На ночь Сашка увел их в развалины и, одурманивая себя прошлым, думал о новом счастье с Наташей в родном селе.
Г лава XVII
В пути.
В полном разгаре наступала весна. На полях зазеленела кучерявая, шелковистая озимь, лес покрылся молодой листвой и разливал аромат. По кустам, взъерошивая серые перья, перелетали воробьи, как бы ища прохлады. Внизу, за порослями тупых холмов, изгибаясь голубоватой лентой, протекала река, гладкая, сильная и могучая, ласкаясь к берегам, окаймленным кустами ракит и отцветающей вербой.
Над крутым берегом, свесив ноги, сидели Аста шка и Катюша, устремив свой взгляд в голубую даль, куда, змееобразно вытягиваясь в густом лесу, тянулась проселочная дорога. Невдалеке от них лежал Кондрат, уставший от тоски и гнетущей его болезни. Сегодня шесть дней, как они покинули Москву, перебираясь в другой город. Теплые лучи падая на белокурую головку Кати, золотили грязные волосы. Глаза Кати были задумчивы, что наводило уныние и на Асташку, который, опустив голову, сидел задумавшись.
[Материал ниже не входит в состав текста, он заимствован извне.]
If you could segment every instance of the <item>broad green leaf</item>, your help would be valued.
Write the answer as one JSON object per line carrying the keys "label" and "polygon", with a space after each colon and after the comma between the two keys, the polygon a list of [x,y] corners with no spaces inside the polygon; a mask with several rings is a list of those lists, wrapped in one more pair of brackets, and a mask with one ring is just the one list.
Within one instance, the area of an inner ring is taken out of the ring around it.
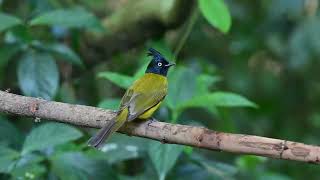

Кондрат, приложив к уху ладонь, прислушивался в сторону ребят, как бы собираясь рассмотреть, что они там делают. Потом менял бок, ощупав землю ладонями, часто курил, подолгу кашлял и тяжело вздыхал. Его старый кожух с густыми сборками, который он называл «епанчей», теперь казался ему тяжелым и душил его.
— Дедушка, пароход идет, — радостно вскричала Катя и стала прыгать на берегу.
— Ну, и пусть его; он нам не попутчик, потому, до Саратова, ай до Самары не довезет, — вяло ответил старик. — Чайку бы теперь согреть, вот это другое дело.
— Давно ли пили? Ты чиво это, дедушка! Гляди еще и старый не остыл, — недовольно отозвался Асташка.
— Кашель меня душит, — надо быть, бронхит, потому, харкотины много стало отходить, а горяченького хлебнешь, гляди, и отхлынет немного.
Асташка тяжело поднялся, оттолкнул Катюшку от берега, пошел за водой.
— И я пойду, подожди.
— Куда еще тебя понесет? хворост собирай! Вернусь, огонь разводить буду.
— А я туда хочу, к воде.
Асташка пригрозил пальцем и она, недовольно отвернувшись, пошла вдоль деревьев…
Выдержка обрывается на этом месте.